Le stock du crédit interentreprises, estimé à près de 400 milliards de dirhams, pèse lourdement sur l’économie marocaine, révélant des fragilités structurelles dans le financement des entreprises. Dans un entretien accordé au magazine Finances News Hebdo, Sara Sbai, experte en finance d’entreprise et gestion des risques, analyse les conséquences de cette situation et propose des solutions pour en atténuer les effets, en particulier sur les très petites, petites et moyennes entreprises (TPME).
«L’impact sur le climat des affaires est notable. L’incertitude sur les flux d’encaissement altère la qualité des relations commerciales, renchérit les transactions et alourdit les coûts de gestion», explique Sara Sbai, experte en finance d’entreprise et gestion des risques. Selon elle, à moyen terme, cette accumulation de créances clients immobilise des ressources, limite les capacités d’investissement et pousse les banques à adopter une approche plus restrictive du crédit.
Ce système crée également une distorsion concurrentielle. Les grandes entreprises ou certains donneurs d’ordre publics utilisent les délais de paiement comme un levier de financement quasi gratuit, tandis que les TPME, en position de faiblesse, en supportent le coût. Cette asymétrie pèse sur leur compétitivité et fragilise le tissu productif.
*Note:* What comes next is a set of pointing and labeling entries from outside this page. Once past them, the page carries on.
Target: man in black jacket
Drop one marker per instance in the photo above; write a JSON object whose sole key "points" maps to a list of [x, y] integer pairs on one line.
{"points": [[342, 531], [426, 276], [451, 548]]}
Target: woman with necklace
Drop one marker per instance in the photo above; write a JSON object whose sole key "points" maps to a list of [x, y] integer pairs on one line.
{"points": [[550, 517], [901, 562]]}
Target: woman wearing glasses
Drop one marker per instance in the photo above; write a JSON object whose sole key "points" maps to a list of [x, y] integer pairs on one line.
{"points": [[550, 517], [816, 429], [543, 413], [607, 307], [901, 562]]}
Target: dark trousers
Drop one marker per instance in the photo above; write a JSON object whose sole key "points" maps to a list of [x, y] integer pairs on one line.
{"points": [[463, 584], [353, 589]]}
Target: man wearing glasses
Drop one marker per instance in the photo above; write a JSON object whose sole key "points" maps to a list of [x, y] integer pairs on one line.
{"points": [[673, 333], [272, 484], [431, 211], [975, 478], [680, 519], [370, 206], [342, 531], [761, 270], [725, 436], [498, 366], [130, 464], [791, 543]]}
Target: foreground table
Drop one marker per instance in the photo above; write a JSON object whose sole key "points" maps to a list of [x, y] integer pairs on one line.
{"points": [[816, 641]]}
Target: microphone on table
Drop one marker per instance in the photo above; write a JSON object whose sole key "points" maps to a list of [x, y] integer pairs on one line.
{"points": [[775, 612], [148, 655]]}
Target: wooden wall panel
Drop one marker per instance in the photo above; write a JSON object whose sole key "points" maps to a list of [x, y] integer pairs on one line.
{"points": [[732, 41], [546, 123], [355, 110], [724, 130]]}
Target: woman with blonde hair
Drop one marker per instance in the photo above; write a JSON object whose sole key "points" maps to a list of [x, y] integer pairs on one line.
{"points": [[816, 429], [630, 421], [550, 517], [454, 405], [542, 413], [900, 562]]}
En 2025, la Direction générale des impôts (DGI) a collecté 2 milliards de dirhams d’amendes liées aux retards de paiement, une somme destinée à soutenir les TPME. «Ces amendes ne doivent pas être vues comme une simple ressource budgétaire, mais comme un levier pour corriger les déséquilibres structurels», souligne Sbai.
Pour une redistribution efficace, elle recommande un ciblage précis. Les aides doivent viser des entreprises formelles, viables économiquement et exposées aux délais de paiement. Leur accès devrait être conditionné à des engagements de transparence et de respect des délais envers leurs propres fournisseurs.
Parmi les instruments à privilégier, Sbai met en avant les mécanismes à fort effet de levier. «Les garanties publiques sur les crédits de trésorerie, couvrant 50 à 70 % du risque, faciliteraient l’accès des TPME au financement bancaire. Des dispositifs de bonification de taux réduiraient aussi le coût des tensions de trésorerie», note-t-il.
Elle insiste sur le développement de solutions de préfinancement et d’affacturage, notamment pour les créances sur l’État et les grandes entreprises. «L’intervention publique limiterait les décotes et améliorerait la fluidité de la trésorerie des TPME», précise l’experte. Les aides directes, quant à elles, devraient rester ciblées sur les structures les plus fragiles, avec des montants plafonnés pour éviter les abus.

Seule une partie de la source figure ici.